The latest census date shows Nelson is an educated city struggling with high unemployment.
Information made public Wednesday by Statistics Canada reveals Nelson has an unemployment rate of 8.8 per cent, which is far higher than the national average of 7.7.
Women are also far more likely to be unemployed than men — 9.4 per cent of unemployed people are women, as opposed to 8.3 per cent of males surveyed in the 2016 census. Those numbers are specific to people 15 years and older in the labour force during the week of May 1 to 6, 2016.
The majority of Nelson’s workforce is part time. There were 3,885 people working part of the year or in part-time status last year, as opposed to 2,190 people in full-time employment. Self-employed workers also make up 1,165 of the population, while 590 work from home.
Stats categories released Wednesday also included education, journey to work, language of work, and mobility and migration.
Of the 10,572 people living in Nelson, 21 per cent (2,310) who are 15 years or older have a high school diploma or an equivalent, which lines up exactly with the national rate.
Fifty per cent of Nelson’s residents (5,300) have also completed a post-secondary certificate, diploma or degree.

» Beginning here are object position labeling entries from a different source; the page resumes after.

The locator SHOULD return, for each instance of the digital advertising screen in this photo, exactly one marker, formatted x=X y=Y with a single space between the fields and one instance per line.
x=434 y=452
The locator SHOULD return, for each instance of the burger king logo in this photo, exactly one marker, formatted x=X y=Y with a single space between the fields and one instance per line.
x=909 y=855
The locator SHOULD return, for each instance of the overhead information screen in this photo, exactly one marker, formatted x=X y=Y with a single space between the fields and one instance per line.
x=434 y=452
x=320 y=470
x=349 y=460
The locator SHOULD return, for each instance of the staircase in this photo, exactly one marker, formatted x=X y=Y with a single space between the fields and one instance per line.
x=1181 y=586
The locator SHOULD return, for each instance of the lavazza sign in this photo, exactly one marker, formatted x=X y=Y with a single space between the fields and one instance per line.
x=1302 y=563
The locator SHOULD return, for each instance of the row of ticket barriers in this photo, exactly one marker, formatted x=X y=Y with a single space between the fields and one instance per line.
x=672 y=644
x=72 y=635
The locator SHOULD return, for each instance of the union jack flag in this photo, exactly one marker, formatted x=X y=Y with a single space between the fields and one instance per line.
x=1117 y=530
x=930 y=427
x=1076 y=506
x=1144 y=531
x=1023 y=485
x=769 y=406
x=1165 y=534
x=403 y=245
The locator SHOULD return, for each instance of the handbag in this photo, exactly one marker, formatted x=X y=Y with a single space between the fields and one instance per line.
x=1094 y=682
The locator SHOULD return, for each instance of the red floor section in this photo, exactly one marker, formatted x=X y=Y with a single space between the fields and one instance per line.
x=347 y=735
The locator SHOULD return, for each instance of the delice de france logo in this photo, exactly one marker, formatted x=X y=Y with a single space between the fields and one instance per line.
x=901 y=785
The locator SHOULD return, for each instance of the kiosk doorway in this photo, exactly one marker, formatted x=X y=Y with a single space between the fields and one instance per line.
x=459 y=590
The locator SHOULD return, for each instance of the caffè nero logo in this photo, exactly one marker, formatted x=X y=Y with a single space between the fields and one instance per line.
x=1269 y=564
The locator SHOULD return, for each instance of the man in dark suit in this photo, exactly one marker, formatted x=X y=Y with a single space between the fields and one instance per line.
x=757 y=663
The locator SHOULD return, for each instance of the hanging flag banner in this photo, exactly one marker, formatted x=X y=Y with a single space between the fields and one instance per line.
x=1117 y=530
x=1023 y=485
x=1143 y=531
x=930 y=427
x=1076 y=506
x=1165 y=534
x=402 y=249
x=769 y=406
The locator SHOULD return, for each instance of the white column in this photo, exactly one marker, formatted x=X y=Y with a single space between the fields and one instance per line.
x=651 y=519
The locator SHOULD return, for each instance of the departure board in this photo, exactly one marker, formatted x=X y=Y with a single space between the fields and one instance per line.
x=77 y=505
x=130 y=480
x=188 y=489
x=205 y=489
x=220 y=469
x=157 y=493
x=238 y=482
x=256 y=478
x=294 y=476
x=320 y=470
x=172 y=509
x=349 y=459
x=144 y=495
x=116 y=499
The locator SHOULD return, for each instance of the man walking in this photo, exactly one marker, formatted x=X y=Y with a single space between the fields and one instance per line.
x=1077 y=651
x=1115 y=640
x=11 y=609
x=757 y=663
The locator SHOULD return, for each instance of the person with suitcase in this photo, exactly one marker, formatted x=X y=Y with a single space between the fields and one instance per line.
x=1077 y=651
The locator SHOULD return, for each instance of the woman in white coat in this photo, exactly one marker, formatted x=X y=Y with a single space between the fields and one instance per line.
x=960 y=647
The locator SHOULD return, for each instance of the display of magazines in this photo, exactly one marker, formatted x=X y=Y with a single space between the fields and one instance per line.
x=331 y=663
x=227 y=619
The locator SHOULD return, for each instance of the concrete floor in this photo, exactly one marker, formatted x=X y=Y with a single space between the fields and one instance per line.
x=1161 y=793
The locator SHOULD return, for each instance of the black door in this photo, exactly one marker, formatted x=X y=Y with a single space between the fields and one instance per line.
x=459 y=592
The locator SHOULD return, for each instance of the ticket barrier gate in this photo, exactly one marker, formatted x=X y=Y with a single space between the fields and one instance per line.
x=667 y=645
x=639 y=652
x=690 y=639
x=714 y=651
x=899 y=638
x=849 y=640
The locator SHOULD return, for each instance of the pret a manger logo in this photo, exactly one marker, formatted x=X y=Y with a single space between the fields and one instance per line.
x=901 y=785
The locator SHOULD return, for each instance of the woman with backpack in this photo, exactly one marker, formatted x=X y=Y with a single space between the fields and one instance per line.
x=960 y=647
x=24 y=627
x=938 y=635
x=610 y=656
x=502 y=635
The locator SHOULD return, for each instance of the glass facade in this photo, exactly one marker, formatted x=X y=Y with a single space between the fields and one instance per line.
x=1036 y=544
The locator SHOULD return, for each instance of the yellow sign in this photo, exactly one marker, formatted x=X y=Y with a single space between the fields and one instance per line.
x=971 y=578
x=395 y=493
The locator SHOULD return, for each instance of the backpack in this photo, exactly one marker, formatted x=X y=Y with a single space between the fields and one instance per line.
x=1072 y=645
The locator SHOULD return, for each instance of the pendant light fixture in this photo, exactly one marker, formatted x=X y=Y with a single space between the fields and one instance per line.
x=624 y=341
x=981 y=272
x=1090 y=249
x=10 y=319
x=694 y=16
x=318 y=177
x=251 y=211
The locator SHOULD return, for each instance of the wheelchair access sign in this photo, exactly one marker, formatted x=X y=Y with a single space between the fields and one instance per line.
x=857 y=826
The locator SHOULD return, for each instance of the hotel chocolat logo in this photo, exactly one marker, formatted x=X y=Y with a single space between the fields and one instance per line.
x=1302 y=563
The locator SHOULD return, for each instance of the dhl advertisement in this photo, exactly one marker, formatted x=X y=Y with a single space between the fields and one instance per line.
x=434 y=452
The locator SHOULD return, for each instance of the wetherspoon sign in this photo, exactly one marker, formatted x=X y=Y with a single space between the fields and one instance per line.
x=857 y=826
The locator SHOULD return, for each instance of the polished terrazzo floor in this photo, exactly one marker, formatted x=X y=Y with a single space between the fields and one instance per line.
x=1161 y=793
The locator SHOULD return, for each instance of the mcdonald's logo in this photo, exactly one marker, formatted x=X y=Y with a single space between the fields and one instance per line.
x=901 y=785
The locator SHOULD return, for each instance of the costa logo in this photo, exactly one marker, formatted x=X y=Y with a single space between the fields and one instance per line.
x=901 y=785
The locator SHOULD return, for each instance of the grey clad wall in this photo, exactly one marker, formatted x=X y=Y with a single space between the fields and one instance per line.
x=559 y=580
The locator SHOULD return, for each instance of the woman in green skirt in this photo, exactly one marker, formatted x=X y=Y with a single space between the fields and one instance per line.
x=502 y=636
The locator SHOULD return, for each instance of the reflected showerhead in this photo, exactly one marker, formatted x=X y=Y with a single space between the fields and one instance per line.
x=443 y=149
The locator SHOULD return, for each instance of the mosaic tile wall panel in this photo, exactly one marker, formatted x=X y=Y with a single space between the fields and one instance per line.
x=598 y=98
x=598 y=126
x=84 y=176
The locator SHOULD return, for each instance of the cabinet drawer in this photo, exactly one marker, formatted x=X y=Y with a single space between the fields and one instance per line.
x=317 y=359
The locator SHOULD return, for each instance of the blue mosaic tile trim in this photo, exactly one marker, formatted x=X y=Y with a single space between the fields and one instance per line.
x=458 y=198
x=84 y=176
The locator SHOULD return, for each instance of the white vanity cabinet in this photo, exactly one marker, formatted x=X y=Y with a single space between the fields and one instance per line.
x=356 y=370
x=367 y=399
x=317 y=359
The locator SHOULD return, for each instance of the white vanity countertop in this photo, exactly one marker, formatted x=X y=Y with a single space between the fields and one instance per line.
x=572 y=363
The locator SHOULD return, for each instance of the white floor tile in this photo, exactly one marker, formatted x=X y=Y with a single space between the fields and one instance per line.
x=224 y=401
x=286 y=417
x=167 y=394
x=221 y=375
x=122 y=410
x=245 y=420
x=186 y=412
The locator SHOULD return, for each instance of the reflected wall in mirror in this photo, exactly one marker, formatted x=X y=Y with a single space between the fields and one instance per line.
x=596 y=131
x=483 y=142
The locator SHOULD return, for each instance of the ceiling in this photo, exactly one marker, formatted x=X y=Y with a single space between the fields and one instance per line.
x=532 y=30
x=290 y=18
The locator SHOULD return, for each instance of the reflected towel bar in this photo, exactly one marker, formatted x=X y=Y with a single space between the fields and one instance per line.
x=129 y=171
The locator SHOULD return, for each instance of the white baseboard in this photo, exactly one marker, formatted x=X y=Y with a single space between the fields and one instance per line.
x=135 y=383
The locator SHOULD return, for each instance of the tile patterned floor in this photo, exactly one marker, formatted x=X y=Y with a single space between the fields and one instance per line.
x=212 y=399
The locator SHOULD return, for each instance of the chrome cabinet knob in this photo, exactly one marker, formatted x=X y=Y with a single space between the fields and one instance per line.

That’s higher than the national average of 45 per cent.
Most Nelsonites also still use their own vehicle to get to work.
Sixty per cent (2,795) of Nelson’s total 4,645 commuters drive to their place of employment in a car, truck or van. Twenty-five per cent (1,185) of commuters walk, while 235 people use a bicycle and just 65 use public transit.
Across Canada, 73 per cent of people use their own vehicle to get to work, while only 12 per cent use public transit.
When they are at work, the dominant language spoken is unsurprisingly English. Just 35 residents speak French in the workplace.
Residents also tend to stay put when they find housing in Nelson. The census revealed 8,415 people had not moved from their residence a year prior, as opposed to the 1,745 who had changed addresses.
Those numbers are dramatically different over a five-year span, in which 5,265 people remain at the address while 4,565 changed homes.
The census also shows how many people are moving to Nelson from outside Canada. New residents included 135 people who had lived in a different country a year prior to their settling down in Nelson, while 270 had done so five years prior to the census.